Researchers build tiny motor from DNA


Without further intervention, the rotation would go back and forth at random. Therefore, the team also dipped two electrodes into the solution and allowed an alternating current to flow. The alternating direction of tension altered the energy landscape experienced by the long DNA arms, making rotation in one direction more favorable through a mechanism known as the blinking Brownian ratchet.

This turned the passive devices into real motors. Micrographs show that under these conditions, each arm—although it shook randomly—always rotated in the same direction on average.

By itself, the nanomotor does nothing more than overcome the resistance of the surrounding solution. “It’s like swimming: you move forward and do a lot of work that evaporates in the water,” says Dietz. But to show that the motor could also do potentially useful work, the researchers went one step further: They attached another strand of DNA to their rotor and let it coil up like the hairspring used to turn the gears in a mechanical one clock is used. Such a mechanism could help nanomachines store energy or pull on other mechanical components, Dietz says.
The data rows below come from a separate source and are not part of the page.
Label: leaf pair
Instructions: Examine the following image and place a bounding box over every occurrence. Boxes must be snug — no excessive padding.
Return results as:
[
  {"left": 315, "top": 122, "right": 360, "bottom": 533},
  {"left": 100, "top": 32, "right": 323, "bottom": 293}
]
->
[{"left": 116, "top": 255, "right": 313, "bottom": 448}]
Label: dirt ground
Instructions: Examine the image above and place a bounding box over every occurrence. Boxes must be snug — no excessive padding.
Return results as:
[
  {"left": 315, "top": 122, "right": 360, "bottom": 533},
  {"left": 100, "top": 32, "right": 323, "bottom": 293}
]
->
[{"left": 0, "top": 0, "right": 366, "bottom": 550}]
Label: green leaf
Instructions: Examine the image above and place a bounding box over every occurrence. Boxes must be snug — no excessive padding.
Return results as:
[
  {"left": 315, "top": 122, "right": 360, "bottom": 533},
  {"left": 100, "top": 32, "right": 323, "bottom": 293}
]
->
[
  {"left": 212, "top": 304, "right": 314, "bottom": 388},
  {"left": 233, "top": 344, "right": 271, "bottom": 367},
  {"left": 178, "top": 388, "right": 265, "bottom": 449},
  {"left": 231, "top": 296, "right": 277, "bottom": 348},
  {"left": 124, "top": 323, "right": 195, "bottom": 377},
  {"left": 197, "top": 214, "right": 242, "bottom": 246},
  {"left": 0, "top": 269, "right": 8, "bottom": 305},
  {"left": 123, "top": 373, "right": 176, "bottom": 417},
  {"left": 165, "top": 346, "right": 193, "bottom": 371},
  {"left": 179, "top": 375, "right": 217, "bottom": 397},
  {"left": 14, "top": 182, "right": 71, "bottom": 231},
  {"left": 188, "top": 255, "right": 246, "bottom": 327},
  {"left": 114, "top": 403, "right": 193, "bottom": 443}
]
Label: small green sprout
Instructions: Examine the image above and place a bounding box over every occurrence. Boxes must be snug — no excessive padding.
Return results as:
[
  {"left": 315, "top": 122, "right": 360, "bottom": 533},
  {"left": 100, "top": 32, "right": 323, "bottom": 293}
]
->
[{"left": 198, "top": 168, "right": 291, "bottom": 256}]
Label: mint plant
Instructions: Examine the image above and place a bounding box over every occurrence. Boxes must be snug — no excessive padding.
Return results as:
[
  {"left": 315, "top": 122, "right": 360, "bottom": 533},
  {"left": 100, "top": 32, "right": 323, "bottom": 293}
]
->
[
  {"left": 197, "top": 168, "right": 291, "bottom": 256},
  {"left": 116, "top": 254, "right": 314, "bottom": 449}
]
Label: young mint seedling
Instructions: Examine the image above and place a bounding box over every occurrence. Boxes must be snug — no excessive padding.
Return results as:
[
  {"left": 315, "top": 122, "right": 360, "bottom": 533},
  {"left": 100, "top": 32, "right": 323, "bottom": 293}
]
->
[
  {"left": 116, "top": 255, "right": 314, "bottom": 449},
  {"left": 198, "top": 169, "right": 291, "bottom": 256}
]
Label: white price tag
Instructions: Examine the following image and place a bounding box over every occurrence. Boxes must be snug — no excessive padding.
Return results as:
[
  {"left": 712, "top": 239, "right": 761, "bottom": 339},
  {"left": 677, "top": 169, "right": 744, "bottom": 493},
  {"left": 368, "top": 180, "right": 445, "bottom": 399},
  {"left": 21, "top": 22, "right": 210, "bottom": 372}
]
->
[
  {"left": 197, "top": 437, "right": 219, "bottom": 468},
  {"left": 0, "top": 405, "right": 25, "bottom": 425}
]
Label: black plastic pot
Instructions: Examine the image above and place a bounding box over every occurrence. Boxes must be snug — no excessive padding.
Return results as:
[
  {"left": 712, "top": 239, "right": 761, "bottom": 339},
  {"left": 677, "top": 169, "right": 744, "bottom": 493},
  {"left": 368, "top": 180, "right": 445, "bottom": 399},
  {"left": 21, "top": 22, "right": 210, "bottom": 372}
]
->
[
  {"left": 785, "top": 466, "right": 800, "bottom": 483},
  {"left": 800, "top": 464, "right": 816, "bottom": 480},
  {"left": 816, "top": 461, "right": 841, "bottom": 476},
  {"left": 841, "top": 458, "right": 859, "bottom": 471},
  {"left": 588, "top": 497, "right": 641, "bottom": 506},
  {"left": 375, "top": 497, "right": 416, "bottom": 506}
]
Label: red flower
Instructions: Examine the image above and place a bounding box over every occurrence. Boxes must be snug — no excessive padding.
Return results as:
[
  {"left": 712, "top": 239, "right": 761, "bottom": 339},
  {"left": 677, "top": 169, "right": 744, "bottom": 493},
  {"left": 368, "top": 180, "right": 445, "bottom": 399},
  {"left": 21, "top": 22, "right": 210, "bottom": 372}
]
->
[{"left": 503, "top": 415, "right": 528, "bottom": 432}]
For him, the motor is important first proof that the principle works and that not only static nanosystems can be produced with the help of DNA origami technology, but also ones that can do work. “Of course I was very happy about the publication of our work in ‘Nature’,” says Hendrik Dietz. “For me, it is above all an incentive to think directly about the next project.” After all, his chair has just been renamed from “Molecular Design” to “Molecular Robotics”.